I hate people saying I don’t want to buy that because I‘ve got nowhere to hang it, or it won’t go with the furniture, or you know, what will someone else think about it when I get it home, will my husband like it or whatever. Because I don’t think it really matters, if you like something. It should fit in always. And there will be a reason why you like it and there will be a place you can put it. So I don’t think you should look at art as interior decoration.
MD:
You’re interest in David Hockney is clear throughout our previous discussions and in your library. Hockney was very innovative in his exploration of time in his photographic work, challenging photographic vision as single moments in time. Could you talk a little bit about time and how it relates to your interest in photography?
DH:
Well I think the simple photograph is a snapshot in time but then you can go beyond that as Hockney was saying where you’re looking at adding a dimension of time... Hockney’s multiple photographs per se introduce time because it took a while for them to be completed. I took time to make the photographs… the light changed, things moved, and the photographers’ position moved. I think the other thing that Hockney was working on was multiple perspectives. We tend to think of the camera as akin to an eye, but the way in which it perceives is not like an eye really because the brain is regrouping all of those images and interpreting those images.

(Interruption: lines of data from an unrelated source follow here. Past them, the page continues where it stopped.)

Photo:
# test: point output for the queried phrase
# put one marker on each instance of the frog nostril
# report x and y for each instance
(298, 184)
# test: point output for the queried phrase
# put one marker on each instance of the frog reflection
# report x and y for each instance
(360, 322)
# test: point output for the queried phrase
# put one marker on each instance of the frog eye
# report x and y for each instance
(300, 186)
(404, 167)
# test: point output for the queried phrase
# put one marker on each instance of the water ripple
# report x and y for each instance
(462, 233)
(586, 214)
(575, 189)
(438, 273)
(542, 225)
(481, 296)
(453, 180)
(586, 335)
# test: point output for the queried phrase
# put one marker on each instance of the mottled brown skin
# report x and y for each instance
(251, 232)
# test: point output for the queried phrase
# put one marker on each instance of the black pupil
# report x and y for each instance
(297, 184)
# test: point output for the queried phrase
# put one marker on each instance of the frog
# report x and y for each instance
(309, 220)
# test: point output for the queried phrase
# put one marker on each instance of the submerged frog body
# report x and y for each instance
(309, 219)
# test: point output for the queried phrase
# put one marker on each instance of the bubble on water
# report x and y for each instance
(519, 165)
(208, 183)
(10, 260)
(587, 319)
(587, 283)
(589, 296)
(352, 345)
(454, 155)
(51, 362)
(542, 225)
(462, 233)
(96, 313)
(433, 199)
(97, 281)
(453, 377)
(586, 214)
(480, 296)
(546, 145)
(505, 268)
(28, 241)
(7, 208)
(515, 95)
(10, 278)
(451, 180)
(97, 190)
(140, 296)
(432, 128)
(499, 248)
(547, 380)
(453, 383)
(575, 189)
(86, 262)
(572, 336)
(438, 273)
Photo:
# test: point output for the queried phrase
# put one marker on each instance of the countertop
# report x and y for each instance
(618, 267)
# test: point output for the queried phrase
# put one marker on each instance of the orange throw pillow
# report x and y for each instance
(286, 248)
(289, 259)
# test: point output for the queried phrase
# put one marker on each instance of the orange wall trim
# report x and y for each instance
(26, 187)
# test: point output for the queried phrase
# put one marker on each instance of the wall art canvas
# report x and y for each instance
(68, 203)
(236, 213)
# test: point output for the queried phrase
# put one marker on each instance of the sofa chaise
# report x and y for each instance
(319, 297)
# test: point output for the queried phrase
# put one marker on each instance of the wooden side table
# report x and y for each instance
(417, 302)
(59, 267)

Usually when we observe an object it is a result of previous observation and different views of the same object, so what he was trying to do there was explode that myth of the one perspective and show us what we were really seeing.
MD:
Yes, his art practice as a painter is so based on the ‘eye’, and he has taken that skill and ability that he has developed, “eye balling”, as he calls it, into photography which has then enabled this whole new photographic representation of time and space.
DH:
Yes, I think there is a little bit of a revolution happening there, sort of like a paradigm shift in the way you think about photography.
MD:
So we pay homage to Hockney in this double portrait of each other, that situates the interview in a time and place and situates your collection in your home. Personally I think it’s really important that a collection is seen to reside in a residence. It’s very different to an institution. It’s that interaction with daily living, the different moods and times of day that brings the experience of an art work to life. The viewing experience, it’s the third corner of the whole creation of the artwork. Its great to think that art work effects peoples lives– that it isn’t just glimpsed or lying in a drawer. I think it’s really a profound experience for artists to see their works reside in someone’s home.
DH:
Yes, the way you react to a work varies entirely on how you feel at a particular time so that’s another aspect to having a collection at home because you may like certain works intensely for a little while, then they go out of fashion. That can change around a little bit and reflect your moods, which is a nice interaction.
MD:
So finally I must ask for the audiences of this book, why the ice pack on the cover of the book?
DH:
Now – well (laughter) because I like the colour and I think it looks a little like a tardus.